Back to Top

Scope of the documentation

What information should be provided?

The following information was extracted from Good Practices in Data Documentation, UK Data Archive, University of Essex. See also the IHSN "Quick reference Guide for Data Archivists."

There are three primary types of documentation ideal for a dataset: Explanatory materials, contextual information, and cataloguing material.

1. Explanatory material

This represents the minimum of material that should be created and preserved to ensure the long-term viability and functionality of a dataset and the full understanding of the dataset and its contents.

  • Information about the data collection methods
  • This section describes the data collection process, whether it is a survey, collection of administrative information, or transcription of a document source. It should describe the instruments used and methods employed, and how they were developed. If applicable, details of the sampling design and sampling frames should be included. It is also useful to include information on any monitoring process undertaken during the data collection as well as details of quality controls.

  • Information about the structure of the dataset
  • Key to this information is a detailed document describing the structure of the dataset and including information about relationships between individual files or records within the study. For example, it should include key variables required for unique identification of subjects across files, the number of cases and variables in each file, and the number of files in the dataset. For relational models, a diagram should be constructed showing the structure and relations between datasets records and elements.

  • Technical information
  • This information relates to the technical framework and should include the computer system used to generate the files; the software packages with which the files were created; the medium on which the data was stored, and a complete list of all data files present in the dataset.

  • Variables and values, coding and classification schemes
  • The documentation should contain a full list describing all variables or fields in the dataset, including a complete explanation and full details about the coding and classifications used for the information allocated to those fields. It is especially important to have blank and missing fields explained and accounted for. It is helpful to identify variables to which standard coding classifications apply, and to record the version of the classification scheme used, preferably with a bibliographic reference to that code.

  • Information about derived variables
  • Many data producers derive new variables from original data. This may be as simple as grouping raw age (in years) data according to groups of years appropriate for the survey, or it may be much more complex and require the use of sophisticated algorithms. When grouped or derived variables are created, it is important that the logic for the grouping or derivation is clear. Simple grouping, such as for age, can be included within the data dictionary. More complex derivations require other means of recording the information. The best method of describing these is by using flowcharts or accurate Boolean statements. Sufficient supporting information should be provided to allow an easy link between the core variables used and the resultant variables.

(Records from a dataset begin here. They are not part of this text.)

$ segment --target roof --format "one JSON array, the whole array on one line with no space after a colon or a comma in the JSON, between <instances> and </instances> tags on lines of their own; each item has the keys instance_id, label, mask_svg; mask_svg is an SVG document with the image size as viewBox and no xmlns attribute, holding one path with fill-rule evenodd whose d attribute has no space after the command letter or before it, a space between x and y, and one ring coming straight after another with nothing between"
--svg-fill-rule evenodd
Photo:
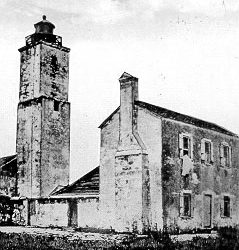
<instances>
[{"instance_id":1,"label":"roof","mask_svg":"<svg viewBox=\"0 0 239 250\"><path fill-rule=\"evenodd\" d=\"M88 172L86 175L52 193L51 195L76 196L76 195L98 195L99 194L99 166Z\"/></svg>"},{"instance_id":2,"label":"roof","mask_svg":"<svg viewBox=\"0 0 239 250\"><path fill-rule=\"evenodd\" d=\"M0 158L0 171L10 172L11 175L17 173L17 155L10 155Z\"/></svg>"},{"instance_id":3,"label":"roof","mask_svg":"<svg viewBox=\"0 0 239 250\"><path fill-rule=\"evenodd\" d=\"M212 123L212 122L207 122L207 121L204 121L204 120L201 120L201 119L189 116L189 115L184 115L184 114L181 114L181 113L178 113L178 112L166 109L166 108L162 108L159 106L149 104L147 102L135 101L135 104L138 107L141 107L143 109L147 109L148 111L150 111L158 116L161 116L163 118L172 119L175 121L180 121L180 122L184 122L187 124L192 124L192 125L195 125L195 126L200 127L200 128L205 128L205 129L213 130L213 131L223 133L226 135L238 137L238 135L236 135L235 133L233 133L233 132L231 132L231 131L229 131L229 130L227 130L227 129L225 129L225 128L223 128L215 123ZM113 117L113 115L115 113L117 113L118 110L119 110L119 107L108 118L106 118L101 123L99 128L103 128L106 125L106 123Z\"/></svg>"},{"instance_id":4,"label":"roof","mask_svg":"<svg viewBox=\"0 0 239 250\"><path fill-rule=\"evenodd\" d=\"M136 101L136 105L138 105L141 108L145 108L145 109L149 110L150 112L152 112L156 115L160 115L161 117L164 117L164 118L192 124L192 125L195 125L195 126L200 127L200 128L210 129L213 131L217 131L219 133L238 137L233 132L231 132L231 131L229 131L229 130L227 130L227 129L225 129L225 128L223 128L215 123L212 123L212 122L207 122L207 121L204 121L204 120L192 117L192 116L180 114L180 113L177 113L175 111L161 108L161 107L158 107L158 106L146 103L146 102Z\"/></svg>"}]
</instances>

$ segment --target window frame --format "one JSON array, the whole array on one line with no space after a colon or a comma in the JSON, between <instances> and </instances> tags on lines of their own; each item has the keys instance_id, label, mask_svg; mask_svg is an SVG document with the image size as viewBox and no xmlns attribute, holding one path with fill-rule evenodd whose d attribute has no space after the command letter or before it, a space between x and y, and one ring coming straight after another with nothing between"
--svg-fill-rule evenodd
<instances>
[{"instance_id":1,"label":"window frame","mask_svg":"<svg viewBox=\"0 0 239 250\"><path fill-rule=\"evenodd\" d=\"M188 139L188 148L184 147L184 138ZM180 133L179 134L179 156L180 158L183 158L184 151L188 151L188 157L190 159L193 159L193 138L192 135L189 133Z\"/></svg>"},{"instance_id":2,"label":"window frame","mask_svg":"<svg viewBox=\"0 0 239 250\"><path fill-rule=\"evenodd\" d=\"M189 197L188 199L188 212L185 210L185 197ZM192 206L192 191L191 190L183 190L180 193L180 217L187 219L193 217L193 206Z\"/></svg>"},{"instance_id":3,"label":"window frame","mask_svg":"<svg viewBox=\"0 0 239 250\"><path fill-rule=\"evenodd\" d=\"M54 100L53 101L53 110L54 112L59 112L60 111L60 101Z\"/></svg>"},{"instance_id":4,"label":"window frame","mask_svg":"<svg viewBox=\"0 0 239 250\"><path fill-rule=\"evenodd\" d=\"M225 148L227 148L228 157L225 158ZM228 159L228 160L226 160ZM227 142L222 142L220 145L220 165L222 167L230 168L232 166L232 149Z\"/></svg>"},{"instance_id":5,"label":"window frame","mask_svg":"<svg viewBox=\"0 0 239 250\"><path fill-rule=\"evenodd\" d=\"M228 199L227 211L225 210L225 198ZM232 218L232 211L233 211L232 196L230 194L223 194L221 198L221 217Z\"/></svg>"},{"instance_id":6,"label":"window frame","mask_svg":"<svg viewBox=\"0 0 239 250\"><path fill-rule=\"evenodd\" d=\"M210 145L210 155L206 157L206 143ZM206 159L207 158L207 159ZM209 159L208 159L209 158ZM213 143L207 138L201 140L201 161L206 164L212 164L214 161L213 158Z\"/></svg>"}]
</instances>

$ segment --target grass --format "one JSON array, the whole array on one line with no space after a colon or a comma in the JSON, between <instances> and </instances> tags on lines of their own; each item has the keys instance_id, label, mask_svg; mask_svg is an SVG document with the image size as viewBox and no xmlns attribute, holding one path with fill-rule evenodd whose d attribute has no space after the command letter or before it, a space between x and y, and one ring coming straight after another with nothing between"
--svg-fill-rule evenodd
<instances>
[{"instance_id":1,"label":"grass","mask_svg":"<svg viewBox=\"0 0 239 250\"><path fill-rule=\"evenodd\" d=\"M76 249L239 249L239 229L221 228L217 238L194 237L191 241L173 242L167 232L151 232L147 237L128 237L120 243L104 240L72 239L66 236L34 235L26 233L0 232L0 249L50 249L50 250L76 250Z\"/></svg>"}]
</instances>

In addition, computer algorithms used to create the derivations should be saved together with information on the software.

  • Weighting and grossing
  • Weighting and grossing variables must be fully documented, with explanations of the construction of the variables and clear indications of the circumstances in which they should be used. The latter is particularly important when different weights are applied for different purposes.

  • Data source
  • Details about the source from which the data is derived should be included. For example, when the data source consists of responses to survey questionnaires, each question should be carefully recorded in the documentation. Ideally, the text will include a reference to the generated variable(s). It is also useful to explain the conditions under which a question would be asked, including, if possible, the cases to which it applies and, ideally, a summary of response statistics.

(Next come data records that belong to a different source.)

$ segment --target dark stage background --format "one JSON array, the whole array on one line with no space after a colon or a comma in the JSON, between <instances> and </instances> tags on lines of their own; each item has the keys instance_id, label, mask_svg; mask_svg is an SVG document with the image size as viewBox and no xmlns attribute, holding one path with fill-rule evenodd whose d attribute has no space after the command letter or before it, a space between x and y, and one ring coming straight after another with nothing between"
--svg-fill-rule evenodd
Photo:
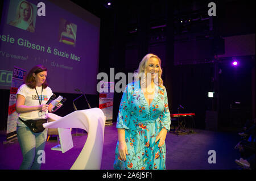
<instances>
[{"instance_id":1,"label":"dark stage background","mask_svg":"<svg viewBox=\"0 0 256 181\"><path fill-rule=\"evenodd\" d=\"M106 1L72 1L100 18L98 72L109 77L114 68L115 73L127 75L145 54L155 53L162 60L172 113L181 104L181 113L195 113L196 128L219 131L241 128L255 118L255 1L111 1L111 6ZM208 15L210 2L216 3L216 16ZM253 41L228 44L229 37L243 35ZM234 58L236 68L231 65ZM208 91L215 92L214 98ZM1 130L6 129L9 94L0 90ZM79 95L61 95L68 101L56 113L64 116L73 111L72 100ZM98 107L98 94L86 96L92 107ZM114 93L113 121L121 96ZM81 99L77 107L86 105Z\"/></svg>"}]
</instances>

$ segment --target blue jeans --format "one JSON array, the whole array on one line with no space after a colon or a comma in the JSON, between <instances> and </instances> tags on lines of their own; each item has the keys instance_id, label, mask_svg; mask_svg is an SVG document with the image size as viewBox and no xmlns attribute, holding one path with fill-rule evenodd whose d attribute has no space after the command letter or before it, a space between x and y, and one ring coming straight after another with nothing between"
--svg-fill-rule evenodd
<instances>
[{"instance_id":1,"label":"blue jeans","mask_svg":"<svg viewBox=\"0 0 256 181\"><path fill-rule=\"evenodd\" d=\"M35 133L31 131L27 126L17 126L18 140L23 157L19 169L40 169L41 163L38 163L38 158L41 154L40 152L38 154L38 151L44 150L47 136L47 129L41 133Z\"/></svg>"}]
</instances>

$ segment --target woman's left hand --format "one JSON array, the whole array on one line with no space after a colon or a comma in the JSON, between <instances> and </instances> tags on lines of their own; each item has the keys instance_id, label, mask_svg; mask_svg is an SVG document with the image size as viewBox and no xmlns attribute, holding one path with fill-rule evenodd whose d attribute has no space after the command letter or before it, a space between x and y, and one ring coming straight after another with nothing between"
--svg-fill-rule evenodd
<instances>
[{"instance_id":1,"label":"woman's left hand","mask_svg":"<svg viewBox=\"0 0 256 181\"><path fill-rule=\"evenodd\" d=\"M58 108L59 108L60 107L61 107L63 104L62 104L61 103L60 103L60 101L57 101L58 102L57 104L56 105L56 106L57 106L57 107L58 107Z\"/></svg>"},{"instance_id":2,"label":"woman's left hand","mask_svg":"<svg viewBox=\"0 0 256 181\"><path fill-rule=\"evenodd\" d=\"M155 142L158 142L158 141L160 140L159 143L158 144L158 147L161 147L164 144L164 141L166 140L167 134L167 130L164 128L162 129L158 135L156 136L155 140Z\"/></svg>"}]
</instances>

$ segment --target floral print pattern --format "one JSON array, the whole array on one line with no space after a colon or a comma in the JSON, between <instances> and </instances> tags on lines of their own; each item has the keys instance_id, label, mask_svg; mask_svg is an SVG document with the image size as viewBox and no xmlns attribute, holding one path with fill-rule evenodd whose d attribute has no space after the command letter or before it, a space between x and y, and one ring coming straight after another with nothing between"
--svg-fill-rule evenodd
<instances>
[{"instance_id":1,"label":"floral print pattern","mask_svg":"<svg viewBox=\"0 0 256 181\"><path fill-rule=\"evenodd\" d=\"M117 141L114 169L166 169L166 144L158 146L156 137L162 128L170 129L171 117L165 88L155 86L150 105L141 90L139 82L128 84L120 103L117 128L125 129L128 155L121 159Z\"/></svg>"}]
</instances>

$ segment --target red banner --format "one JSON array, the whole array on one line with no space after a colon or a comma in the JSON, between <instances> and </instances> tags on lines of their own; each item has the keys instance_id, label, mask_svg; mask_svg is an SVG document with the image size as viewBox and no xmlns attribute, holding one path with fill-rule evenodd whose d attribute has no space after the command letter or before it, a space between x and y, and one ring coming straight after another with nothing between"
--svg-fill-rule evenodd
<instances>
[{"instance_id":1,"label":"red banner","mask_svg":"<svg viewBox=\"0 0 256 181\"><path fill-rule=\"evenodd\" d=\"M8 108L8 113L9 115L10 115L11 113L12 113L13 112L14 112L14 111L16 111L15 107L16 107L16 104L14 104L13 105L9 106L9 107Z\"/></svg>"},{"instance_id":2,"label":"red banner","mask_svg":"<svg viewBox=\"0 0 256 181\"><path fill-rule=\"evenodd\" d=\"M99 108L100 109L103 109L108 107L110 107L113 106L113 102L108 102L107 103L100 104Z\"/></svg>"},{"instance_id":3,"label":"red banner","mask_svg":"<svg viewBox=\"0 0 256 181\"><path fill-rule=\"evenodd\" d=\"M10 91L10 94L16 94L18 91L17 87L11 87L11 91Z\"/></svg>"}]
</instances>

  • Confidentiality and anonymization
  • It is important to determine whether the data contains any confidential information on individuals, households, organizations, or institutions. If so, such information should be recorded together with any agreement on how to use the data, such as with survey respondents. Issues of confidentiality may restrict the analyses to be undertaken or results to be published, particularly if the data is to be made available for secondary use. If the data was anonymized to prevent identification, it is wise to record the anonymization procedure and its impact on the data, as such modification may restrict subsequent analysis.

2. Contextual information

This provides users with material about the context in which the data was collected and how it was put to use. This information adds richness and depth to the documentation, and enables the secondary user to fully understand the background and processes behind the data collection exercise. It also creates a vital historical record for future researchers.

  • Description of the originating project
  • Details should be provided about the history of the project or the process that produced the dataset, including information on the intellectual and substantive framework. For example, the description could cover topics such as:

    • Why the data collection was necessary;
    • Objectives of the project;
    • Who or what was being studied;
    • Geographic and temporal coverage;
    • Publications or policy developments to which the project contributed or because of which the project arose as a response, and
    • Other relevant information.
  • Provenance of the dataset
  • This information relates to aspects such as the history of the data collection process, changes and developments that occurred in the data and methodology, or any adjustments made. The following can be provided as well:

    • Details of data errors;
    • Problems encountered in the process of data collection, entry, checking, and cleaning;
    • Conversion to a different software or operating system;
    • Bibliographic references to reports or publications related to the study, and
    • Other useful information on the life cycle of the dataset.
  • Serial and time-series datasets, new editions
  • For repeated cross-section, panel, or time series datasets, it is helpful to obtain additional information describing changes in the question text, variable labeling or sampling procedures, or other changes.

3. Cataloguing material

This material serves two purposes. First, it is a bibliographic record of the dataset. This allows for the dataset to be properly acknowledged and cited in publications, and the material becomes a formal record for preservation purposes. Second, it is the basic instrument for resource discovery, allowing the dataset to be uniquely identified within the collection by providing information to help secondary users identify a study as useful to them.